Many employers who provide health coverage to their employees have initiated wellness programs within the workplace over the years in order to reduce health care costs. These wellness programs may include initiatives to motivate an employee to become healthier through exercise, weight loss, nutrition and smoking cessation, among other vehicles. These programs may also include medical examinations and biometric screenings which measure an employee’s health risk factors. Often there are incentives to participate in these programs in the form of discounts on health care premiums.
When implementing these wellness programs, employers must still comply with federal, state and local anti-discrimination laws. For example, the Americans with Disabilities Act (ADA) restricts the medical information employers may obtain from applicants and employees. It also prohibits discrimination against a qualified individual with a disability who can perform the essential functions of the job with or without reasonable accommodation.
On April 20, 2015, the Equal Employment Opportunity Commission (“EEOC”) – the entity which enforces compliance with the federal discrimination laws – issued proposed guidance attempting to clarify its interpretation of wellness programs under the ADA. This guidance specifically addresses how the agency feels employers may use incentives to encourage employees to participate in wellness programs that include disability-related inquiries and/or medical examinations – and how/when they cannot use such incentives. Let’s detail some of the key points in the guidance.
First, while the EEOC permits wellness programs if they are voluntary, any programs which penalize employees through discipline, termination or cancellation of health coverage will be viewed – under the proposed Guidance – as involuntary and a violation of the ADA. If the total allowable incentive does not exceed 30% of the total cost of employee-only coverage, a program will not be considered involuntary.

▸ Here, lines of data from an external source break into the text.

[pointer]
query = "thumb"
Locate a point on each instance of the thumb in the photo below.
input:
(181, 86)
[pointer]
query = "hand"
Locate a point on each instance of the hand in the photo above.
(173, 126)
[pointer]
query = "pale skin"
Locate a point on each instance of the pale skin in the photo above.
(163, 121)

The limits are meant to ensure that the incentives are not too high, which might otherwise render participation in the program involuntary.
Second, according to the proposed Guidance, disability-related inquiries and medical examinations done in connection with wellness programs must be reasonably designed to promote health or prevent disease.

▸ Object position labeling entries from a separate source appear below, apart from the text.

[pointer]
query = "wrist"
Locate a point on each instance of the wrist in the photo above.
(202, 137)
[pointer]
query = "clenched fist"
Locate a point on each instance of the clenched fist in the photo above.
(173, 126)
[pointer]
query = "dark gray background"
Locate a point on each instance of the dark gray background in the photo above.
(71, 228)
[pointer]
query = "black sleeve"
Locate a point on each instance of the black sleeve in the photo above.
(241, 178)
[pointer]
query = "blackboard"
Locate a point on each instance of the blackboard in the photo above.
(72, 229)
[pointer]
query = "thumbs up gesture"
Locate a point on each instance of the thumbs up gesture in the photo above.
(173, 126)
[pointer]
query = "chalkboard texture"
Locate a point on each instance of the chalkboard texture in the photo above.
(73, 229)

Employers would have other rules to follow under the Guidance, as well. For instance, employers would not be able to deny coverage under its group health plans or benefits packages within a group health plan, limit the extent of such coverage, or take any other adverse actions against employees who refuse to participate in the wellness program or who fail to achieve certain health results.

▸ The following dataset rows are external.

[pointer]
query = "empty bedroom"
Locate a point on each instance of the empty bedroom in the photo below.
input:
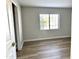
(46, 26)
(39, 29)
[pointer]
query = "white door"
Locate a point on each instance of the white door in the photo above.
(10, 35)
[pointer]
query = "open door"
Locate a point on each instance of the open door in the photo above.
(10, 42)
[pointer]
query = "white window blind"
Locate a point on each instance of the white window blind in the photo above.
(49, 21)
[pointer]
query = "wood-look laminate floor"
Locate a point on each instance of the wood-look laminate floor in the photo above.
(46, 49)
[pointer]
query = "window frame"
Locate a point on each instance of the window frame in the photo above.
(49, 21)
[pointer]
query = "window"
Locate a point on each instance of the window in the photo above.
(49, 21)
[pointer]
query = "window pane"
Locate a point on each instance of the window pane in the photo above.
(54, 21)
(44, 21)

Further, under the Guidance, an employer must provide notice to the employee explaining what information will be obtained, how the medical information will be used, who will receive the information, and how the employer will prevent improper disclosure of the medical information.
Finally, employers must also provide reasonable accommodations to enable employees with disabilities to participate in the wellness program, according to the Guidance. Obviously, any wellness program cannot discriminate on the basis of race, sex, national origin or age or other protected classes.
Employers who have feedback to offer the Commission on their proposed wellness rules can offer their input to the agency on or before June 19, 2015. At some point thereafter, once the EEOC considers the comments received and decides whether or not any amendments to the proposed Guidance is necessary, it will finalize the rules and publish them to be effective on a date certain.
Clarification in this area is something employers have been waiting on for a long time, and the urgency for the agency to release Guidance on wellness programs has grown over the last year as employers have increasingly developed these programs to take advantage of health cost discounts provided by the Affordable Care Act at the same time the EEOC has actually initiated litigation against certain employers claiming their programs aren’t voluntary. The Commission’s proposed Guidance is the first step towards finally giving employers a greater understanding on what they legally can and cannot do in developing and implementing these programs.